The answer is that it's in limbo.
Those of you that follow all the major PlayStation websites will already be aware of the game-breaking Skyrim bug, which essentially renders the PS3 version of the game unplayable. For those unaware, we'll provide a quick recap. Bethesda's latest fantasy adventure suffers from a variety of serious frame-rate and lag issues on PS3. As players explore more of the world, their save file increases, and thus the game starts to chug. The frame-rate dips to staggeringly low numbers, and controller lag is introduced as a result. As you can imagine, the glitch essentially breaks the game.
Bethesda released a patch last week promising to improve the game's performance, but in reality it's changed nothing. The game's still broken for some.
With Bethesda remaining quiet about the whole scenario, an Obsidian employee — who worked on last year's Fallout: New Vegas — has hinted that the issue may never be fixed. According to the developer, it's a deep-rooted problem within the game's engine. You know — the engine that had supposedly been overhauled and improved for Skyrim.
Its an engine-level issue with how the save game data is stored off as bit flag differences compared to the placed instances in the main .esm and DLC .esms, said Josh Sawyer.
As the game modifies any placed instance of an object, those changes are stored off into what is essentially another .esm. When you load the save game, youre loading all of those differences into resident memory.
And if all that sounds a bit complicated, the take-away is that Sawyer believes there's no simple fix.
Its not like someone wrote a function and put a decimal point in the wrong place or declared something as a float when it should have been an int, he said.
Were talking about how the engine fundamentally saves off and references data at run time. Restructuring how that works would require a large time commitment. Obsidian also only had that engine for a total of 18 months prior to Fallout: New Vegas being released, which is a relatively short time to understand all of the details of how the technology works.

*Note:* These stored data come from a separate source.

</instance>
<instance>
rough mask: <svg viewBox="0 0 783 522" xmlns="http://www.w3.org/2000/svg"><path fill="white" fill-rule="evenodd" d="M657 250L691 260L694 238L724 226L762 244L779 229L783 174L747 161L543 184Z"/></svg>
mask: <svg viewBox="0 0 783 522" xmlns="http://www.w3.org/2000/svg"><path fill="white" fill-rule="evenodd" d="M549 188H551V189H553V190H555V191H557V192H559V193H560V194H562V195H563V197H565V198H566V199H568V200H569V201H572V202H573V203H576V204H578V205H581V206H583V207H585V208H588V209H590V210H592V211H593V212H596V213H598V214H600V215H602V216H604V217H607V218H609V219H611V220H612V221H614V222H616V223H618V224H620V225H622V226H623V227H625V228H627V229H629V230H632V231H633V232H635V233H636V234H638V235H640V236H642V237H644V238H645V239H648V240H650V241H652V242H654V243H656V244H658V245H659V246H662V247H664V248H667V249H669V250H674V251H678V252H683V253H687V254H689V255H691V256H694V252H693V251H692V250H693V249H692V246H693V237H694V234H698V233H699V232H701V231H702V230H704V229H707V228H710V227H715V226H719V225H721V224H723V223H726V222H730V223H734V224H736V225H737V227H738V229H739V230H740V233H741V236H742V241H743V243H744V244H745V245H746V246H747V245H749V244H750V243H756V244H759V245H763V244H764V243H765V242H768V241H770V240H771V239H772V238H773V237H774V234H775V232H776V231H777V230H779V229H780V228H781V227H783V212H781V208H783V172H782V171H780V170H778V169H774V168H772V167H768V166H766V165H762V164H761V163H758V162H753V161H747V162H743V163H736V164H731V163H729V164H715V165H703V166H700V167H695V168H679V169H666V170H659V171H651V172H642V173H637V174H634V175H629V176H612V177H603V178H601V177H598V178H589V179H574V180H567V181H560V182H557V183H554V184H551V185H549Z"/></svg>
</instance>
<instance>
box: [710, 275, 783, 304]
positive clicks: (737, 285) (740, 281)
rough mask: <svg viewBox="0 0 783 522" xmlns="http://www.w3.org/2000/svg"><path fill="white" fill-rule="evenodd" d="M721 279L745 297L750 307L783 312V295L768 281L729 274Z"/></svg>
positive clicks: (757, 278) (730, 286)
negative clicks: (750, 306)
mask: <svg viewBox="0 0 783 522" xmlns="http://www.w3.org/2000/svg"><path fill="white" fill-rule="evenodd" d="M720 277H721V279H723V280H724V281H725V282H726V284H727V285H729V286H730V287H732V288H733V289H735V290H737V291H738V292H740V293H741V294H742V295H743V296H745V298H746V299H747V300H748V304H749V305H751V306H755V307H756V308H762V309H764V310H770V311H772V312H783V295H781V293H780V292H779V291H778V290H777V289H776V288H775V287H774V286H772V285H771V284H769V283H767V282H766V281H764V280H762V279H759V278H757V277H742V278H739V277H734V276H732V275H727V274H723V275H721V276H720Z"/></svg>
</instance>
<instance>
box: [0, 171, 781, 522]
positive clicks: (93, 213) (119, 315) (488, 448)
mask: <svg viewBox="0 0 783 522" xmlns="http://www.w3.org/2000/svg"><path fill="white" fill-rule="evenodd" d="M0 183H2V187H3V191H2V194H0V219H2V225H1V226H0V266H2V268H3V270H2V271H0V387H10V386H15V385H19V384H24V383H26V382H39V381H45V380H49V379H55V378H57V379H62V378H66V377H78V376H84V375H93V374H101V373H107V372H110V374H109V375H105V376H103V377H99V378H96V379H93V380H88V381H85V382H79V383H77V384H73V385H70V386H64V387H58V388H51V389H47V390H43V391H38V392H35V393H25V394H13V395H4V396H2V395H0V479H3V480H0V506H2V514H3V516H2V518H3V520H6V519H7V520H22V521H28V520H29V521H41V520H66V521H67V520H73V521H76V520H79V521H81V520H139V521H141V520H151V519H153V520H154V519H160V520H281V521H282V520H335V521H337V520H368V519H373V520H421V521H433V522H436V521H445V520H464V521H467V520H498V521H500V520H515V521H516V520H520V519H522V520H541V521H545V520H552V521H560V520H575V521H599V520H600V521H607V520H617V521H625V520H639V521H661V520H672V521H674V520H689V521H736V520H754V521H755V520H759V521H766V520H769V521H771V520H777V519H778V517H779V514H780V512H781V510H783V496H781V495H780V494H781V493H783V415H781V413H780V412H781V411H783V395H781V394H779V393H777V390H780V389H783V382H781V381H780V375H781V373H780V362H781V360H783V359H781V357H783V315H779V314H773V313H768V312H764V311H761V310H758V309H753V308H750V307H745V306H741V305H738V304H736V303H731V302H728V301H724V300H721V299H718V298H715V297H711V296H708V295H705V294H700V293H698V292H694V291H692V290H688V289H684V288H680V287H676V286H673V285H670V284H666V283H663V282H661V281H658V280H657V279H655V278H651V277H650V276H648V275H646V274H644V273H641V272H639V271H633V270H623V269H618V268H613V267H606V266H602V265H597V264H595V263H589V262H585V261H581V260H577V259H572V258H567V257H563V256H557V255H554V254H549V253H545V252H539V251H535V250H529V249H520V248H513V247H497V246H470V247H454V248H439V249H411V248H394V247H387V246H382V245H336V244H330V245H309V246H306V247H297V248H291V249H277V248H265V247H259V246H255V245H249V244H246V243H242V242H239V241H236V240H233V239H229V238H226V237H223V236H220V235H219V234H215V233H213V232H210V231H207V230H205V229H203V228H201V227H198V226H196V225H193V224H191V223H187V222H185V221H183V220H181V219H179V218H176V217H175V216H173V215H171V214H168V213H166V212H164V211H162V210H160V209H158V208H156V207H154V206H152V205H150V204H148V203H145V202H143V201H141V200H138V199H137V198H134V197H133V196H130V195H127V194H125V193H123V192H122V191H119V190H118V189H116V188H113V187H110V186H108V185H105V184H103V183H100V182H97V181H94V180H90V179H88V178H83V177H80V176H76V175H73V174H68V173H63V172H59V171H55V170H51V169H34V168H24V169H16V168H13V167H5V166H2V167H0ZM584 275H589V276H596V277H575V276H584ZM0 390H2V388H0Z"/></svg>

It's a real bad situation for a game that should be a game of the year contender. We're frustrated at both Bethesda and Sony for letting the game through quality assurance in this state, but our biggest beef is with the developer. Some people are pointing to the PlayStation 3 hardware being at fault, but in reality Bethesda's had five years to prepare its engine for the PS3. If it couldn't manage it, then it should have kept the game off the platform.
To make matters worse, we're suspecting Bethesda knew the game was broken all along. We didn't receive our review code until day of release — which is awful late for a game of Skyrim's size. Turns out other publications were sent the XBOX 360 version to review. Perhaps we're being cynical — but there has to be a reason why Bethesda kept that PS3 code under wraps for so long.
So that review. Yeah, it remains in limbo for now.